Descubro en un libro sobre Miguel Hernández (“La
luz que no cesa. Miguel Hernández: su obra y su singular proceso de creación”,
publicado por la UNIA y coordinado por el Colectivo Surcos de Poesía) las
acuarelas de Ángeles de la Torre.
Una obra en la que predominan los colores azul y
tierra. Pigmentos añil y terrosos que me llevan a ambas orillas del
Mediterráneo, a la costa andaluza y al otro lado del Estrecho, y me traen
recuerdos de enclaves en la costa tunecina.
Y sin embargo, el contenido de estas acuarelas, más
allá de esa gama cromática, se adentra en el universo poético de Miguel
Hernández y nos lleva, como los versos del poeta, tierra adentro.
Árboles, palomas, espigas de trigo, fósiles,
cuerpos desnudos y también lunas, toros, casas y reptiles dibujan las palabras
del poeta. Acuarelas que van más allá de la ilustración para convertirse en
poemas visuales. La semilla de las letras floreciendo en imágenes.
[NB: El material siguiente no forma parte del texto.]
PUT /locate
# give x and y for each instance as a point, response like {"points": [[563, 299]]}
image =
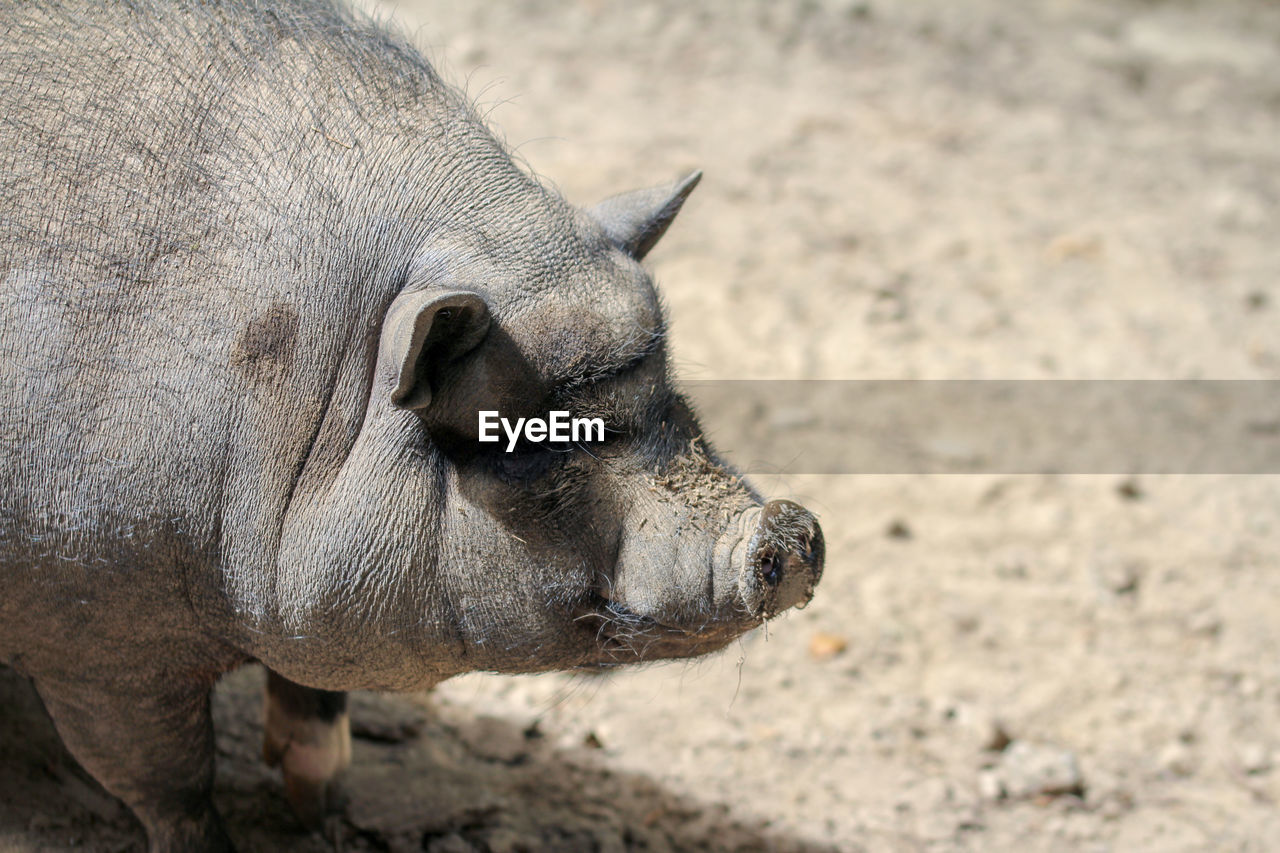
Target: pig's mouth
{"points": [[626, 637]]}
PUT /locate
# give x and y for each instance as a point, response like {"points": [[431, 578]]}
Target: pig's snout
{"points": [[781, 559]]}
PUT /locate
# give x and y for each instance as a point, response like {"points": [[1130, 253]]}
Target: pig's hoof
{"points": [[309, 737]]}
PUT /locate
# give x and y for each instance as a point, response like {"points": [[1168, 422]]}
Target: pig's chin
{"points": [[622, 637]]}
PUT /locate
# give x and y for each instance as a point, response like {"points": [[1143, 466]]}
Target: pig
{"points": [[261, 269]]}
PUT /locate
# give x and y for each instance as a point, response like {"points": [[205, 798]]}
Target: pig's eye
{"points": [[529, 461]]}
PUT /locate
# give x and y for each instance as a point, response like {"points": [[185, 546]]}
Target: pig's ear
{"points": [[424, 332], [635, 220]]}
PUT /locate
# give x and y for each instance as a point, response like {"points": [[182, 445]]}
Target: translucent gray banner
{"points": [[993, 427]]}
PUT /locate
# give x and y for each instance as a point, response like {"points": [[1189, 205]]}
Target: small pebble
{"points": [[1176, 760], [823, 646], [899, 529], [1255, 758]]}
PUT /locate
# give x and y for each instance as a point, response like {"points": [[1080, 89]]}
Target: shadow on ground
{"points": [[421, 780]]}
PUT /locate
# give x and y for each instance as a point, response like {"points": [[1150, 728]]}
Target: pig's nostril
{"points": [[771, 569]]}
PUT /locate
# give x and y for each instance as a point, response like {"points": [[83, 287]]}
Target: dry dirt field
{"points": [[923, 188]]}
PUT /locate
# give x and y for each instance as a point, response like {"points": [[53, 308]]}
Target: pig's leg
{"points": [[150, 746], [307, 733]]}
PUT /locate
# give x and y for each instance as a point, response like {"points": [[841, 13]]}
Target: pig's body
{"points": [[259, 270]]}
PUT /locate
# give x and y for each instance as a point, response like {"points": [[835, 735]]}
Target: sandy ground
{"points": [[993, 662]]}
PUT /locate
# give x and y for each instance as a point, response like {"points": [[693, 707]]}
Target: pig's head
{"points": [[551, 555]]}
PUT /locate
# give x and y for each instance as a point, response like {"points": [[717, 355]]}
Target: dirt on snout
{"points": [[922, 188]]}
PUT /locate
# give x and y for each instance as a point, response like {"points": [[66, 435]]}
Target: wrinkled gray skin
{"points": [[257, 273]]}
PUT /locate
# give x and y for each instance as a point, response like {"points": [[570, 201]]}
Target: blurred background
{"points": [[913, 190], [938, 190]]}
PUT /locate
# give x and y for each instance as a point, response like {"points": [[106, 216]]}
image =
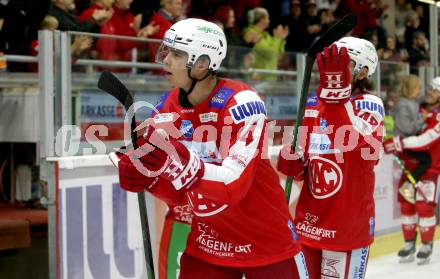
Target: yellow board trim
{"points": [[391, 243]]}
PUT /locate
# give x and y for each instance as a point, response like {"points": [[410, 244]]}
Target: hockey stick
{"points": [[408, 194], [113, 86], [334, 33]]}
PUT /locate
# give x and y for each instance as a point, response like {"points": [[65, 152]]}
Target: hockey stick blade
{"points": [[334, 33], [110, 84], [113, 86]]}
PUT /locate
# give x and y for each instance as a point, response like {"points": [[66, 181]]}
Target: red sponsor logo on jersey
{"points": [[325, 177], [334, 81], [202, 206]]}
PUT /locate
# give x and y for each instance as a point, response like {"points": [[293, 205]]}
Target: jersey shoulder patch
{"points": [[247, 104]]}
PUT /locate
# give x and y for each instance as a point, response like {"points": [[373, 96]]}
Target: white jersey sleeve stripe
{"points": [[424, 140], [240, 154]]}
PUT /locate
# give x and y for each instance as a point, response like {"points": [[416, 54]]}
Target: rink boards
{"points": [[98, 228]]}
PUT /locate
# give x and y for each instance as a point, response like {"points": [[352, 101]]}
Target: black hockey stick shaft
{"points": [[412, 180], [113, 86], [334, 33]]}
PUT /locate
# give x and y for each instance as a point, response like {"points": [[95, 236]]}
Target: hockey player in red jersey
{"points": [[339, 144], [205, 142], [427, 189]]}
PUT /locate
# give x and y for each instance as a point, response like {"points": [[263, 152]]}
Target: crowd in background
{"points": [[269, 28]]}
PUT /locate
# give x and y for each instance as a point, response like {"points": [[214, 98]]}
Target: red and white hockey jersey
{"points": [[342, 144], [428, 140], [240, 215]]}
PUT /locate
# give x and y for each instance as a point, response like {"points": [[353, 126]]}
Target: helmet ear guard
{"points": [[361, 51], [435, 83], [197, 38]]}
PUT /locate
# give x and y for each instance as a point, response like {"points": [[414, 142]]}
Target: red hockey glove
{"points": [[334, 75], [393, 145], [130, 179], [158, 156], [291, 164]]}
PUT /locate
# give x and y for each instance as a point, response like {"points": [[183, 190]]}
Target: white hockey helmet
{"points": [[196, 37], [361, 51], [435, 84]]}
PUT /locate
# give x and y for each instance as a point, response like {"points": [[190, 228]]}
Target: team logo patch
{"points": [[208, 117], [371, 106], [329, 267], [163, 117], [220, 98], [241, 111], [323, 124], [187, 129], [312, 101], [336, 94], [311, 113], [204, 207], [325, 177], [371, 223], [162, 101]]}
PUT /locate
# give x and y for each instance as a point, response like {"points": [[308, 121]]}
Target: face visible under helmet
{"points": [[362, 52], [435, 84], [198, 38]]}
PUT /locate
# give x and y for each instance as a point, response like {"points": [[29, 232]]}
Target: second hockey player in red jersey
{"points": [[205, 142], [341, 141], [427, 189]]}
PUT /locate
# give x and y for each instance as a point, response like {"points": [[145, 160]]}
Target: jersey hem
{"points": [[334, 247], [244, 263]]}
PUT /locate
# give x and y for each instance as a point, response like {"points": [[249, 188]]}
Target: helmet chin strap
{"points": [[183, 98]]}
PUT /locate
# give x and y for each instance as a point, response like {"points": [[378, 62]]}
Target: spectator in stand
{"points": [[266, 48], [423, 18], [412, 26], [297, 28], [62, 11], [225, 16], [418, 52], [106, 5], [326, 19], [170, 13], [122, 23], [313, 24], [390, 53], [77, 48]]}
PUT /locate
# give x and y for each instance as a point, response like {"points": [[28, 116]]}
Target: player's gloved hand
{"points": [[157, 156], [393, 145], [175, 162], [291, 164], [130, 179], [334, 75]]}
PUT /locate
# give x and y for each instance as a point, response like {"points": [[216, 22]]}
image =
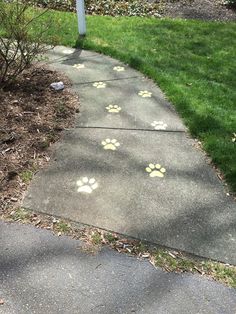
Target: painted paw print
{"points": [[67, 51], [99, 84], [79, 66], [155, 170], [159, 125], [145, 94], [110, 144], [86, 185], [113, 109], [118, 68]]}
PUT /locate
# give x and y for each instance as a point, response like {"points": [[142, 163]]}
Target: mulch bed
{"points": [[32, 117]]}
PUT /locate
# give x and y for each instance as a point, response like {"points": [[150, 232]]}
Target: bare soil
{"points": [[32, 117]]}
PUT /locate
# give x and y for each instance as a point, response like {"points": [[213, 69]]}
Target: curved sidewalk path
{"points": [[129, 165]]}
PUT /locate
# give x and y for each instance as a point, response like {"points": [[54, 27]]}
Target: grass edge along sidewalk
{"points": [[193, 62]]}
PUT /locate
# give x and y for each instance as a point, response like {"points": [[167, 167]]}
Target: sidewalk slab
{"points": [[42, 273], [121, 89], [134, 111], [185, 209], [84, 66]]}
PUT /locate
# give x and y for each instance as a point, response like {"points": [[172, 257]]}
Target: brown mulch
{"points": [[32, 116], [199, 9]]}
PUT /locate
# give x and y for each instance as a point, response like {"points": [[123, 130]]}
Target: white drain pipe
{"points": [[81, 17]]}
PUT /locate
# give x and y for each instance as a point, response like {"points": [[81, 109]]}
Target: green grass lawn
{"points": [[194, 63]]}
No es fácil recrear el proceso creativo, el camino
recorrido del verso al pincel. Un itinerario paralelo o divergente que nace y
muere en el papel y que transforma la grafía por medio de la pintura en un
mundo propio e íntimo de la acuarelista, pero inequívocamente ligado y
complementario a ese otro mundo también propio e íntimo del malogrado poeta de
Orihuela.
El añil es lágrimas, agua, cielo, y la tierra, origen
y fin; como el papel en blanco, en el que las palabras son el lazarillo que nos
abre la puerta y nos guía por ese mundo y las acuarelas, una forma de
recrearlo. Y ambas, palabras y acuarelas, nos recuerdan el doble valor de algunos libros como continente y por lo que albergan sus páginas.